Cel: Ya sé, boluda, pero no me gusta. No me gusta. No sé por qué. Me da pena y bronca, pero no va, eh. No va. ¿Sabés qué es lo peor? Que me re gustaría como amigo, ponele. Pero eso no se lo podés decir a alguien que quiere venir un sábado a la noche a tu casa a ver una peli y comer helado y ya te vio en pelotas.
Gen: No, no podés decirle eso, nunca. Ahora... ¿Y si el que te decía de cuidarte era fulanito?
Cel: Ponía la cera a calentar, lo esperaba con un escote hasta el ombligo y me olvidaba de mi rodilla hinchada y el pie torcido.

lunes, febrero 15, 2010

Me calcé los lentes, y salí a la calle. Qué mediodía hermoso en la calle arbolada. Qué lindo es Villa Urquiza. Qué lindo es coger. Qué lindo, pero qué lindo.
Y qué me importaba San Valentín, qué me importaba que las calles estuvieran llenas de parejitas de la mano. Realmente, no me importaba. "Tomá, Valentín, no necesito estar enamorada ni nada por el estilo para que me chupes un huevo", pensé.
Y así iba, con la sonrisita y los rulos hechos un bardo, metiendo la mano en la cartera para buscar monedas.
Y así iba, sin darme cuenta de que el viento cada vez arremetía con más fuerza.
Despeinándome.
Haciéndome arrepentir de no haber agarrado un saquito la noche anterior.
Subiéndome la pollera hasta la cintura. Exponiendo mi humanidad a los transeúntes villaurquicenses.

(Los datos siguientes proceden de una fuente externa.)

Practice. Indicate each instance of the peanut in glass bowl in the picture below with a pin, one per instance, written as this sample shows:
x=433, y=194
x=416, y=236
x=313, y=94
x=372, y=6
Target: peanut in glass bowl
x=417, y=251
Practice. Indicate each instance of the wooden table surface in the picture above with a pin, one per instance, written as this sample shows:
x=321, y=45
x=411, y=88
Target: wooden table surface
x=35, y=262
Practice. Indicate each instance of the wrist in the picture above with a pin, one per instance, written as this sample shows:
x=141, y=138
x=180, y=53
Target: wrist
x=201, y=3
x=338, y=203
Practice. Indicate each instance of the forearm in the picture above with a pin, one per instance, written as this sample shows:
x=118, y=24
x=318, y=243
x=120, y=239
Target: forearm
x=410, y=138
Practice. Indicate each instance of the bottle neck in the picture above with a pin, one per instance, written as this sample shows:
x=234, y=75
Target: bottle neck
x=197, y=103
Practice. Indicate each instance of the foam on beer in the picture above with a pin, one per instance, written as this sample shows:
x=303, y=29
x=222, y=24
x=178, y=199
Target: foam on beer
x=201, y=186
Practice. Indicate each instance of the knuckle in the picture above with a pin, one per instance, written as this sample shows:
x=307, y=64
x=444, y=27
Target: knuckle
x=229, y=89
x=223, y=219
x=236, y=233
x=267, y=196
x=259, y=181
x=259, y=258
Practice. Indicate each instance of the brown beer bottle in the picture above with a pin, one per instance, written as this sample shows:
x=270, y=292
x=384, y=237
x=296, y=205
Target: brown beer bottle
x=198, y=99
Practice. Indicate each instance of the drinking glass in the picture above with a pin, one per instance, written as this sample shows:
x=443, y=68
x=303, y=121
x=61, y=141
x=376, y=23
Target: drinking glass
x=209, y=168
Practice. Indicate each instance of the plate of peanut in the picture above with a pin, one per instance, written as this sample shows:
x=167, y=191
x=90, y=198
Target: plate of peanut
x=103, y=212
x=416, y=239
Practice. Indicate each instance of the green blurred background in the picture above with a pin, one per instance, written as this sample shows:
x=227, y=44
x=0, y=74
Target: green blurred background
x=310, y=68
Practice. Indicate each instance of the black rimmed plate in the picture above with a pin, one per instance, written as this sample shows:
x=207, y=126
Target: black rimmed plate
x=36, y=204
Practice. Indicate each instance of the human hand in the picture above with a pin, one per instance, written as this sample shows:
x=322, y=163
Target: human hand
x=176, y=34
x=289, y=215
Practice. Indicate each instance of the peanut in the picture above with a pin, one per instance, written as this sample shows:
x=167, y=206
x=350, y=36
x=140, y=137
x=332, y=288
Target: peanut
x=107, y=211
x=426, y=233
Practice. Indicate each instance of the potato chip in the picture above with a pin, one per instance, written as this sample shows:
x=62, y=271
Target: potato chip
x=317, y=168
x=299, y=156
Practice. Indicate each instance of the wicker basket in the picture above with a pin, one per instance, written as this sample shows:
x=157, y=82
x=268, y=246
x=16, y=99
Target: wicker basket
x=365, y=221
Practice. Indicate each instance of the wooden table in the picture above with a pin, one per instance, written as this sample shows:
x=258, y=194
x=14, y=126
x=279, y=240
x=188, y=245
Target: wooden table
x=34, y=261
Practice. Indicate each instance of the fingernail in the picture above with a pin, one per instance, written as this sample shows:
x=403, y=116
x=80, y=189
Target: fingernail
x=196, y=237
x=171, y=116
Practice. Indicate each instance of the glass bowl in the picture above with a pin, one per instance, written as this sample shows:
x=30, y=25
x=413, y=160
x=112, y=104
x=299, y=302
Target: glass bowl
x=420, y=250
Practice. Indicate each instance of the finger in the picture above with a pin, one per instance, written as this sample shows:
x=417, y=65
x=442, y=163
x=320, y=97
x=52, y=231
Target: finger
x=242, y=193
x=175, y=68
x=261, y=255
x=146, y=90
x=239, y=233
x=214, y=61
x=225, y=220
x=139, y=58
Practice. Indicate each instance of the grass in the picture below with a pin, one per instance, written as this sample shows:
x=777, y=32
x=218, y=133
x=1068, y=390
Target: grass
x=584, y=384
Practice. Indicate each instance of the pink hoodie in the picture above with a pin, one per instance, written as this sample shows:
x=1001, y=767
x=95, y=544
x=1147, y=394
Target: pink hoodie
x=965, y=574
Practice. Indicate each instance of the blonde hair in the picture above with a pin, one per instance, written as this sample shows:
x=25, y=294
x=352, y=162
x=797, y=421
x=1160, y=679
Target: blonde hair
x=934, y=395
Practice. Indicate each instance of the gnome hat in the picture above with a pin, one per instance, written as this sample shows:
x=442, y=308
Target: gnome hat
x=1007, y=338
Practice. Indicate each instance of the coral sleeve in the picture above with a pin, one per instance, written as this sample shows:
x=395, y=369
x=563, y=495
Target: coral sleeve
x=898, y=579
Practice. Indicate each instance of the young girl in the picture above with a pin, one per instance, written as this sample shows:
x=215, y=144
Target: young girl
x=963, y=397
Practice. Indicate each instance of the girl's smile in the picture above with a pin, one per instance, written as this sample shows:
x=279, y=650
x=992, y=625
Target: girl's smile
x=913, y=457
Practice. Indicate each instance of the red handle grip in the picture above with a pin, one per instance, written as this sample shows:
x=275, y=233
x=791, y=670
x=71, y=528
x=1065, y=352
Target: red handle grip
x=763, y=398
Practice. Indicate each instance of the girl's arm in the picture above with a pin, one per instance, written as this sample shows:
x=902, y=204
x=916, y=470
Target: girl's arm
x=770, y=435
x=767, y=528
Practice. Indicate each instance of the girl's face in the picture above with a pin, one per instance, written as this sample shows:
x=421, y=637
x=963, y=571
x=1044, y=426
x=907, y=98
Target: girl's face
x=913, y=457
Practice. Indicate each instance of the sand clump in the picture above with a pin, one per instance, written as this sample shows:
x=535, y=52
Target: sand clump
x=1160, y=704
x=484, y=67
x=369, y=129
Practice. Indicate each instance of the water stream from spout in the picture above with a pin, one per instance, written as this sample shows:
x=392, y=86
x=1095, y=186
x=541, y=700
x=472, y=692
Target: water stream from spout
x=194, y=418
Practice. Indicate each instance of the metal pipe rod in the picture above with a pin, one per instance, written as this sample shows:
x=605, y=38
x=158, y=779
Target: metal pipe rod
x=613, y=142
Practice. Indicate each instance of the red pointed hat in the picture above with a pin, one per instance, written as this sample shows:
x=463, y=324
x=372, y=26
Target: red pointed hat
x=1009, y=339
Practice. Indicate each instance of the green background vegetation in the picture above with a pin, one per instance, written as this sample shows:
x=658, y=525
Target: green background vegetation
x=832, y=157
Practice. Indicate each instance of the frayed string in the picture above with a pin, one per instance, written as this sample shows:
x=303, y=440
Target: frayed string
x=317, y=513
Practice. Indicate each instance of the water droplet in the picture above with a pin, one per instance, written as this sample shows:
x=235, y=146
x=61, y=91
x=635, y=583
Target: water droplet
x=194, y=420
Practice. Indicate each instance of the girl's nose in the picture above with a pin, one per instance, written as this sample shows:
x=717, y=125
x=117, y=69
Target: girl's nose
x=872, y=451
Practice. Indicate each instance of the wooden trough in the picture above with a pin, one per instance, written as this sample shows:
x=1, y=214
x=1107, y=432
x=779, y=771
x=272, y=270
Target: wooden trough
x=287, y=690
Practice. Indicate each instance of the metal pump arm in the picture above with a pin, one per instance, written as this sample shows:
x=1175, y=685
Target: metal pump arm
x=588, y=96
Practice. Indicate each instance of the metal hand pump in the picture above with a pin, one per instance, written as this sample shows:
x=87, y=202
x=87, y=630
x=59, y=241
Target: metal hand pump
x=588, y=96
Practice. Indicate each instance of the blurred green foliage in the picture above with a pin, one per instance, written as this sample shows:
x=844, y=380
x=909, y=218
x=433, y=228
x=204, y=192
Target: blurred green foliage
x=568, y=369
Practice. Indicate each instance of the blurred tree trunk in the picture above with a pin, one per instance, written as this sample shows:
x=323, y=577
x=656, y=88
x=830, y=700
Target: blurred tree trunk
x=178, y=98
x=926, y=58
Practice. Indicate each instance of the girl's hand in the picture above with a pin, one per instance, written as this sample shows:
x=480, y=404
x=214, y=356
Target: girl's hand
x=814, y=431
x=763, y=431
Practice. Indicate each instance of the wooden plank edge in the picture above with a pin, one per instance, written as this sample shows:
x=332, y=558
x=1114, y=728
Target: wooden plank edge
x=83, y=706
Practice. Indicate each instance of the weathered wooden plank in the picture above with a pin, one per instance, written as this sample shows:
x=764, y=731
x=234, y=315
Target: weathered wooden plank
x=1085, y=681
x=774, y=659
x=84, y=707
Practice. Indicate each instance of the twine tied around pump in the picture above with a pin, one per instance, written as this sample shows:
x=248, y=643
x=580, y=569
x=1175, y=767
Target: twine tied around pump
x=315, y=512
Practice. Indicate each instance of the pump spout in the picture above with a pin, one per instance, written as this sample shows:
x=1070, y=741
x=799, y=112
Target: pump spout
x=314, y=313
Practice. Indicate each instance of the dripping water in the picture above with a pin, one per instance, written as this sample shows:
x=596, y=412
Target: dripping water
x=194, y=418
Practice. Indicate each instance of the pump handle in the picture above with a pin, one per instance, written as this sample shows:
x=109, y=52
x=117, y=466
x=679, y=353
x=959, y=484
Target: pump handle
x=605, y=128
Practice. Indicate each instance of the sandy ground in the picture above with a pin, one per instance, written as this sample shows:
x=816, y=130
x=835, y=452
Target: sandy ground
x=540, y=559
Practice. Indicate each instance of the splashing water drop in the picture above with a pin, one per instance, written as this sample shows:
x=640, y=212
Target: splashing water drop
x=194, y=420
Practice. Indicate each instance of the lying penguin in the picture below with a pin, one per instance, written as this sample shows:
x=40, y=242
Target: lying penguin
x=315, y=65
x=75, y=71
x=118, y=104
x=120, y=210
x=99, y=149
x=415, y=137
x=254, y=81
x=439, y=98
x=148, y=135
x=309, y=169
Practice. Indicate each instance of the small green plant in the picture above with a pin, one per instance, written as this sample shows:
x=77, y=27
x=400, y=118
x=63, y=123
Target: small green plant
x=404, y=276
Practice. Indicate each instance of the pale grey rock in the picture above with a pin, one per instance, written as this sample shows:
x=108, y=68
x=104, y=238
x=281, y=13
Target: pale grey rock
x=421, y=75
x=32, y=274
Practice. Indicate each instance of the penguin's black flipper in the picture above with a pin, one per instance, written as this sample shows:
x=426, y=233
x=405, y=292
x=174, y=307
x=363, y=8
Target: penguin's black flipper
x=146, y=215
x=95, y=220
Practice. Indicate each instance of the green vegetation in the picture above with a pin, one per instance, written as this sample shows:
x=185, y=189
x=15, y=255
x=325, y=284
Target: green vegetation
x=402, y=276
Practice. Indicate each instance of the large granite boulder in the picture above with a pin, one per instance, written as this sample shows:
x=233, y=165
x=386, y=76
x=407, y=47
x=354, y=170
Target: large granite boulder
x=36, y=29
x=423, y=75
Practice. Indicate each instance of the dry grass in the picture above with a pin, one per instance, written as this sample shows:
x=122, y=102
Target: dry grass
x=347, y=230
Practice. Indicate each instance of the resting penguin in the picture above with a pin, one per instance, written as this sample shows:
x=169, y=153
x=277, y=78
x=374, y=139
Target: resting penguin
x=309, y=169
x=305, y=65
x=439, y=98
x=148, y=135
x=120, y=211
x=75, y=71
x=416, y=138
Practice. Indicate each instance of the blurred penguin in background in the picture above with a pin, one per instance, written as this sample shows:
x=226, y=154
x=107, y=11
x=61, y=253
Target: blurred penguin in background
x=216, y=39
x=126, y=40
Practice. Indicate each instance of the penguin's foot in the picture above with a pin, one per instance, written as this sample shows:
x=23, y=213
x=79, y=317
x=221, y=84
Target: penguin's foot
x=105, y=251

Sí, la de bombacha color obispo en la esquina de Mendoza y Triunvirato, era yo, señor/a.

martes, febrero 02, 2010

Mi amigo y consejero me había dicho que si me daba mucho miedo, podía llamarlo, no importaba la hora. Y yo me hice la canchera, porque claro, cualquiera, mirá si te voy a llamar a las cuatro de la mañana porque estoy segura de que en cuarto habita un fantasma.
La cosa es que apagué la luz a las tres de la mañana y me tiré boca abajo en la cama, esperando quedarme dormida. Pero nada de sueño, empecé a flashear con que Pepito me miraba -ah, le puse Pepito, si voy a vivir con un fantasma, que tenga un nombre simpático por lo menos-. Con que me tocaba la espalda. Con que me miraba dar vueltas en el colchón desde el marco de la puerta. Y pensaba, mi cabeza no paraba, le pedía a Pepito que se fuera a la terraza, le decía que tenía toda la hamaca paraguaya para él, pero que por esa noche me dejara dormir en paz; después me di cuenta de que es probable que los fantasmas no lean la mente. Una cosa es estar muerto, andar espiando a la gente cuando prepara milanesas de berenjena y otra muy diferente es leer mentes.
Estuve a punto -a punto, eh- de cazar el teléfono y llamarlo -a mi amigo y consejero, no a Pepito-, pero entre que me puse a dudar y mirar el reloj, me quedé completamente dormida.